Но несмотря на то, что бочка была переставлена и сельди щедро раздавались клиентам, дела ассоциации оставляли желать лучшего, и пора было подумать о расширении клиентуры. И вот однажды Александр Александрович явился раньше обычного и сказал, что в ближайшие дни мы приобретем новые возможности сбыта, которые нам даст один молодой человек, тоже доставлявший молочные продукты.
– Вы его увидите завтра, – сказал он. – На него стоит посмотреть, это совершенный итальянский примитив. В частности, овал его лица в этом смысле чрезвычайно интересен. Сам он недавно из России.
Итальянский примитив явился на следующий день. На нем был удивительный плащ, плащ заговорщика, и он, действительно, в какой-то степени был похож на наемного флорентийского убийцу: под его плащом можно было спрятать целый арсенал. Я не знаю, за какую именно сумму он продал ассоциации свою клиентуру.
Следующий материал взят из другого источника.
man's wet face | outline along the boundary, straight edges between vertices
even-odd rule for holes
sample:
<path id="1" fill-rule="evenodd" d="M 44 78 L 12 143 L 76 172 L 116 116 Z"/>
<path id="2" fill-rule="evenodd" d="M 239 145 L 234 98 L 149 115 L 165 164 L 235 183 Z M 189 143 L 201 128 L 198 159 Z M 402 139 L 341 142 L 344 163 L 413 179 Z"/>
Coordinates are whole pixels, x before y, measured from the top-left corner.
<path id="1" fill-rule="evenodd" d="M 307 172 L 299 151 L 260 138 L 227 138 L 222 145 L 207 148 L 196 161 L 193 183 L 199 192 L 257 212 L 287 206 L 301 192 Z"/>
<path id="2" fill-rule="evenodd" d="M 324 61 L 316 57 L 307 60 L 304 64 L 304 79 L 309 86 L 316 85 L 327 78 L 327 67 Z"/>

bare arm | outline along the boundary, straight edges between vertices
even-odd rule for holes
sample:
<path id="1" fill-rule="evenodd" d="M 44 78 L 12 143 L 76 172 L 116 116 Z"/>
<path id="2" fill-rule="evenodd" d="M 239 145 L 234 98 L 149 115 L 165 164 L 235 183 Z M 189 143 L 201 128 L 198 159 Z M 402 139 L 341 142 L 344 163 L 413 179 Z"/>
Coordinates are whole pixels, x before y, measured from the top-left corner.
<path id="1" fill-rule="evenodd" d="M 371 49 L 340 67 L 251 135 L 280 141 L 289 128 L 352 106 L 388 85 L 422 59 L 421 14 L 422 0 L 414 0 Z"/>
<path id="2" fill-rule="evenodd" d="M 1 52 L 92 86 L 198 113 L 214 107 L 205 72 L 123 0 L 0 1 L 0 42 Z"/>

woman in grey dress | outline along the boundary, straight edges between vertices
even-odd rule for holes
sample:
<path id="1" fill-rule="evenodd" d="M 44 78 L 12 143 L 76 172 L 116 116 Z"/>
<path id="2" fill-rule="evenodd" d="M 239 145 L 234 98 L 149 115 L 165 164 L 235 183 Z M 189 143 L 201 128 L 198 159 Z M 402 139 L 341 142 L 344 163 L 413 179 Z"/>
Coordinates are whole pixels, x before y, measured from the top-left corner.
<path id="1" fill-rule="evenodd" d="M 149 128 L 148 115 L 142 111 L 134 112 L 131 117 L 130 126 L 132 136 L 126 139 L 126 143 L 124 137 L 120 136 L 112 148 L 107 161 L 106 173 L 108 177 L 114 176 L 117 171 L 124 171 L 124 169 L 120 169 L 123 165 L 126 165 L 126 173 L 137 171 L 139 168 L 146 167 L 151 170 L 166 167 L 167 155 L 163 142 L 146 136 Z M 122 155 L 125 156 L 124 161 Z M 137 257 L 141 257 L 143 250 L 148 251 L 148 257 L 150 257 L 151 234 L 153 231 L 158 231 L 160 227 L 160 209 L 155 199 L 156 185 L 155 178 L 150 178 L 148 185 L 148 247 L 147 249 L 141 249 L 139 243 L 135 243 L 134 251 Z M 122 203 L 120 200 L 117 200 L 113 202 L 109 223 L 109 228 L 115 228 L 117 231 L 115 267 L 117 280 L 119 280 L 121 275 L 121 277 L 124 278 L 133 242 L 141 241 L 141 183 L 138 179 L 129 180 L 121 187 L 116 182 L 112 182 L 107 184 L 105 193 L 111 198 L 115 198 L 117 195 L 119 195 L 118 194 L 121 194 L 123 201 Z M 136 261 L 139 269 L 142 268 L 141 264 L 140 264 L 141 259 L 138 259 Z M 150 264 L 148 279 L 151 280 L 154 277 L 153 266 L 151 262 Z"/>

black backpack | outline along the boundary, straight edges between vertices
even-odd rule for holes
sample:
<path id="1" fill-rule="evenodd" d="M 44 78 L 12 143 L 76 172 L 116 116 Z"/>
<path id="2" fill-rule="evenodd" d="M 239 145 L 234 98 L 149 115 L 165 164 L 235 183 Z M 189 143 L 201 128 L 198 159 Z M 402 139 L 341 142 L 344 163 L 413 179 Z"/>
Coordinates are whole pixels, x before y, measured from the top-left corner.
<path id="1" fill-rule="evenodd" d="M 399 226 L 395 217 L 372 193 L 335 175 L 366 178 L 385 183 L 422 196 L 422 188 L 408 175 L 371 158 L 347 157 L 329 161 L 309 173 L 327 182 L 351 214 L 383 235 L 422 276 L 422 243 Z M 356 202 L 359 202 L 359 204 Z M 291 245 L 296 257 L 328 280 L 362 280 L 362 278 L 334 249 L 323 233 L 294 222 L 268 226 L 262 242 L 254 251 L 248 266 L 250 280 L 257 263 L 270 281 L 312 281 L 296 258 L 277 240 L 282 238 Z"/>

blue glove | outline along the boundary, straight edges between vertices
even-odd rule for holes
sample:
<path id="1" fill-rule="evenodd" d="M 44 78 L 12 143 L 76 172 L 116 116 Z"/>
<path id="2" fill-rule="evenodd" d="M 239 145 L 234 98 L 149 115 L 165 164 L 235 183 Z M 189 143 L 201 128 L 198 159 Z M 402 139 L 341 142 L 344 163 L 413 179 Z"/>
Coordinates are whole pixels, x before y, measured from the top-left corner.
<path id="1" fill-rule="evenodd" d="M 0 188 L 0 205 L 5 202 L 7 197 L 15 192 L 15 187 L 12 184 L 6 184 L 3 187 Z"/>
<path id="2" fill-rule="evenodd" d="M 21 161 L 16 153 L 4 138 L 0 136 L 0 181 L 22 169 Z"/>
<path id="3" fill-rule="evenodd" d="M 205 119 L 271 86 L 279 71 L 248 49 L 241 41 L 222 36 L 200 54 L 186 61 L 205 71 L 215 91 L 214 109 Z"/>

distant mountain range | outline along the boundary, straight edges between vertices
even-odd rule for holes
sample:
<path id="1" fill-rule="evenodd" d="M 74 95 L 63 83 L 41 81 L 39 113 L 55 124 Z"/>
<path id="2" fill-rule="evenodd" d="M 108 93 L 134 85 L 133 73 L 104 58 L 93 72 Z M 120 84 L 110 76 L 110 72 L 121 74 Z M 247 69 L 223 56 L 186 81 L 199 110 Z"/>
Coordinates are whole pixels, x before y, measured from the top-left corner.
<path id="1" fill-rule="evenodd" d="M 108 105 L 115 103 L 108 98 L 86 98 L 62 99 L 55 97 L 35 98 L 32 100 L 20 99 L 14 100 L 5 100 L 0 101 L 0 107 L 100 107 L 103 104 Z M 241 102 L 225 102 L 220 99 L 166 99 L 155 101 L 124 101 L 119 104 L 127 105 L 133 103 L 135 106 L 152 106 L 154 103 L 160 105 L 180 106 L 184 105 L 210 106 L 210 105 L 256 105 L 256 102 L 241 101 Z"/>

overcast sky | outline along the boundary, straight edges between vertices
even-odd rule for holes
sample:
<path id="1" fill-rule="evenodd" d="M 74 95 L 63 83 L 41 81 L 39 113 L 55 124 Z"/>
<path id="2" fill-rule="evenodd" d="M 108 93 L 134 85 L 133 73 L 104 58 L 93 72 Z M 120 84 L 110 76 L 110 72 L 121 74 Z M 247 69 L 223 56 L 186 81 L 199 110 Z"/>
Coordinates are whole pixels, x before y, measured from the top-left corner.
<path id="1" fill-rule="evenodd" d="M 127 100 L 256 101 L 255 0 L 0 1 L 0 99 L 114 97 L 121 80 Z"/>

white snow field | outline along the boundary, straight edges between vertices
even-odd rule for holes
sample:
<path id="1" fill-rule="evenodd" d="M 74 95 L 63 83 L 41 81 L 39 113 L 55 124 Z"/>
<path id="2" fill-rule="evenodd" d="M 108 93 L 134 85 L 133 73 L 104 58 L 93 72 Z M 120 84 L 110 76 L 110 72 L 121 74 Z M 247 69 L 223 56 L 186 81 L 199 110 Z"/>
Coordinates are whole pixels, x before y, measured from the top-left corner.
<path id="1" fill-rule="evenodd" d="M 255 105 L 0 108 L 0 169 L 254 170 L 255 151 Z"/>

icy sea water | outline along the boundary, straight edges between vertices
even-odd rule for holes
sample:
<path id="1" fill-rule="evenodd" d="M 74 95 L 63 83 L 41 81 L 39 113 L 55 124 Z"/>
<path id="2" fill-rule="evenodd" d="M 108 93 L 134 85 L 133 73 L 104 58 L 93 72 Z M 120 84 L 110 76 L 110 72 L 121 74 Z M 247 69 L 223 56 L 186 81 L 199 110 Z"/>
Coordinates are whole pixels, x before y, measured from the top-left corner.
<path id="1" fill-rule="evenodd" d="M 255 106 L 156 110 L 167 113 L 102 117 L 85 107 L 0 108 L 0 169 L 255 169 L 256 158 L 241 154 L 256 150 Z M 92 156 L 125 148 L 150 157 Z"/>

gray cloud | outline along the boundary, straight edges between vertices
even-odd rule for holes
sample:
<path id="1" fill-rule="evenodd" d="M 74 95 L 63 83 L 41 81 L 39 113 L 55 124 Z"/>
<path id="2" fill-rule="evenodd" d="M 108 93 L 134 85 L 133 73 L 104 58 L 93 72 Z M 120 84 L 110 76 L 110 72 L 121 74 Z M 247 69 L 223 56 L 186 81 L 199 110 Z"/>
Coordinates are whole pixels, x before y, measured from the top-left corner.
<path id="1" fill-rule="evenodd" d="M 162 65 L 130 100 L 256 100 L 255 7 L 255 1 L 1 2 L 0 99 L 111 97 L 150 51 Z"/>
Несомненно только то, что эта сумма превышала действительную стоимость клиентуры ровно на ту цифру, в которой она выражалась. Когда мы стали объезжать новых клиентов, выяснилось, что итальянский примитив не знал ни одного названия улицы и вообще не имел представления о латинском алфавите. – Вот как мост, переехать, вторая улица направо, по левой стороне, рядом с прачечной, мимо мордастой булочницы.
Париж для этого человека был, как Вологда, только разве побольше.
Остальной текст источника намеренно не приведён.